Production of secretory immunoglobulin A in rat self-filling blind loops. Local secretory immunoglobulin A immune response to luminal bacterial flora.

The immunoglobulin A (IgA) response to small intestinal bacteria was studied in rats with self-filling blind loops (SFBLs), surgically constructed in continuity with the intestine or at the end of a Roux-en-Y loop (RY-SFBL) so as to avoid filling with chyme. Total bile salt in the RY-SFBL lumen was much lower (4.35 +/- 0.8 mumol) than in the SFBL lumen (116 +/- 15 mumol), but other parameters, such as the number of anaerobic bacteria and disaccharidase activities were similar. Within 1 wk of establishing the blind loops, they had accumulated at least 14 times as much IgA as found in the normal jejunum.
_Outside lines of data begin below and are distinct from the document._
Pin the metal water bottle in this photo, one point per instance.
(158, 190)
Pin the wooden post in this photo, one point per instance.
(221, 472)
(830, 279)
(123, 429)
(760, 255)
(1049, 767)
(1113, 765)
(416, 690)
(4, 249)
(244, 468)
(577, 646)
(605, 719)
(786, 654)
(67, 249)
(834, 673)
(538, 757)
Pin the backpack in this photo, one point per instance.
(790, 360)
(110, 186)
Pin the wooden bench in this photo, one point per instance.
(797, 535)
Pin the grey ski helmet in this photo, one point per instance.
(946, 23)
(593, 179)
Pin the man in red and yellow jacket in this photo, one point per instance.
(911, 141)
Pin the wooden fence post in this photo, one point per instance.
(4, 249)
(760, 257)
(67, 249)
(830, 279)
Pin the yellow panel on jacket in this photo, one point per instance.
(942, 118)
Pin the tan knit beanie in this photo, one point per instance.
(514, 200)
Luminal IgA per milligram mucosal protein was almost as high in the RY-SFBL as in the SFBL, indicating that a significant proportion of the IgA must be nonbiliary and probably mucosal in origin. Oral treatment with lincomycin significantly reduced luminal IgA accumulation in the RY-SFBL. Column chromatography and enzyme-linked immunosorbent assay (ELISA), which employed antirat secretory component antibody, established that the majority of the luminal IgA was nonmonomeric and complexed with secretory component. Centrifugation of luminal contents to separate soluble and particulate bound IgA showed that the RY-SFBL contained a higher proportion of precipitable IgA than either the SFBL or lincomycin-treated RY-SFBL. Immunoglobulin A eluted from the precipitates by KSCN was bound to a greater extent by bacterial sonicates than IgA in the supernatant. For either precipitate or supernatant IgA, the greatest binding was observed when the IgA was obtained from the RY-SFBL. These observations indicate that rat intestinal mucosa rapidly responds to bacterial overgrowth by secreting secretory immunoglobulin A (sIgA) with specificity for luminal bacterial antigens. As the sIgA present within the SFBL is to a certain extent derived from bile, the lower proportion of SFBL sIgA bound by bacterial antigens than of RY-SFBL sIgA suggests that biliary sIgA is less specific for local antigens than the sIgA that is secreted by the local mucosa.